Эта музыка удивительным образом сочетает в себе, казалось бы, несочетаемое, будучи абсолютно современной по стилю и технике, но вместе с тем и не столь уж сложной для восприятия. Да и для исполнения тоже. Бенджамин, в отличие от очень многих композиторов новой эпохи, прекрасно изучил возможности певческих голосов, и партии в своей опере писал для вполне конкретных исполнителей. При этом они идеально легли и на голоса совсем других певцов – тех, что приехали в Москву: Веры-Лотты Бёкер (Агнесса), Джереми Карпентера (Хозяин) и Тима Мида (Юноша и Ангел 1). И оркестр Большого театра, ведомый маэстро Франком Оллю, отлично справился с партитурой.

Трудно прогнозировать жизнеспособность оперы «Написано на коже» как таковой. Успех этого, несомненно, очень интересного сочинения (в данной сценической версии представленного также в Амстердаме, Лондоне и Тулузе) пока что кажется неотделимым от режиссуры Митчелл.
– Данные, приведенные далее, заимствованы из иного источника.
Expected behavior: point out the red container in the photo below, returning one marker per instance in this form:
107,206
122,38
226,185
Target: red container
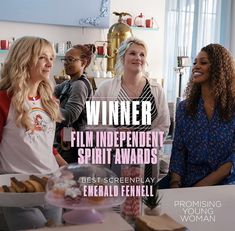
129,21
4,44
149,23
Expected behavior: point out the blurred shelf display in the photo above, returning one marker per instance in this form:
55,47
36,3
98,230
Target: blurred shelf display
144,28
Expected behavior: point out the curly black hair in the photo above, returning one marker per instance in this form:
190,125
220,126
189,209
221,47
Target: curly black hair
222,82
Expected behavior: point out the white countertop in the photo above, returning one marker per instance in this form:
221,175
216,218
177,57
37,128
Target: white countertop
112,221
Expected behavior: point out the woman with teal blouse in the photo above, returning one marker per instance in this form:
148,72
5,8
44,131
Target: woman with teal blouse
204,140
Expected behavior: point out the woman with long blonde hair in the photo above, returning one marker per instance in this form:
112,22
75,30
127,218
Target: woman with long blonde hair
28,112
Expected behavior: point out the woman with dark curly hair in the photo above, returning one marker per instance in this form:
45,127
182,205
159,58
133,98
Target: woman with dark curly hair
204,140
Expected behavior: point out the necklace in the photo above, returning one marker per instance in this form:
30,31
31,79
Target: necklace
135,92
208,105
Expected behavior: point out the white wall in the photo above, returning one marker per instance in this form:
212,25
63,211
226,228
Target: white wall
154,39
232,40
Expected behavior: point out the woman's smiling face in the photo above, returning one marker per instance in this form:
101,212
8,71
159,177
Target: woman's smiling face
201,68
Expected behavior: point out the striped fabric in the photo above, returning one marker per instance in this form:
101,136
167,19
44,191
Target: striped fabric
146,95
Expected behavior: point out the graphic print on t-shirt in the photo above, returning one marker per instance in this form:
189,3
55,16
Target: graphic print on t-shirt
42,123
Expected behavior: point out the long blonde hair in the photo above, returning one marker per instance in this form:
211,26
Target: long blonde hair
15,77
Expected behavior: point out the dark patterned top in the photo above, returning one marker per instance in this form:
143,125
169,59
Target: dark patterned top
146,95
200,145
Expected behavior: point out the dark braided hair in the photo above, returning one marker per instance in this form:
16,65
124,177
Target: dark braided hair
221,79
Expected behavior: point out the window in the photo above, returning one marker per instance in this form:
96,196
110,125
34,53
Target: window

Даже независимо от того, близки нам или нет ее эстетика и стилистика.

В «Траурной ночи» ситуация иная. В основу легла бессмертная музыка Баха, на высочайшем уровне исполняемая вокально-инструментальным ансамблем «Пигмалион» под управлением Рафаэля Пишона (созданным им же в 2006 году) и солистами Мириам Арбу, Мариан Дейкхёйзен, Рупертом Чарльзвортом, Андри Бьорн-Робертсоном и Фроде Ольсеном. Митчелл и Пишон не пошли по пути инсценировки какого-то конкретного произведения Баха, составив пастиччо из разных (да еще и включив туда мотет дяди «лейпцигского кантора», Иоганна Кристофа Баха).

Идея Митчелл проста и оригинальна в одно и то же время. Члены семьи, похоронив отца, собрались за поминальным столом и – под выпивку и закуску – размышляют о вечном, при этом сам «виновник» тризны незримо, а иногда даже и зримо, находится среди них. Сочетание возвышенной музыки с подчас слишком уж бытовыми действиями поначалу может кого-то и покоробить, но в итоге создает сильный эффект, не позволяющий на протяжении полутора часов оторваться от этого своеобразного, но и завораживающего действа. Если что и раздражает, то не столько быт, сколько… русский текст, транслируемый на титры: чрезмерная религиозная конкретика в таком контексте отнюдь не кажется уместной.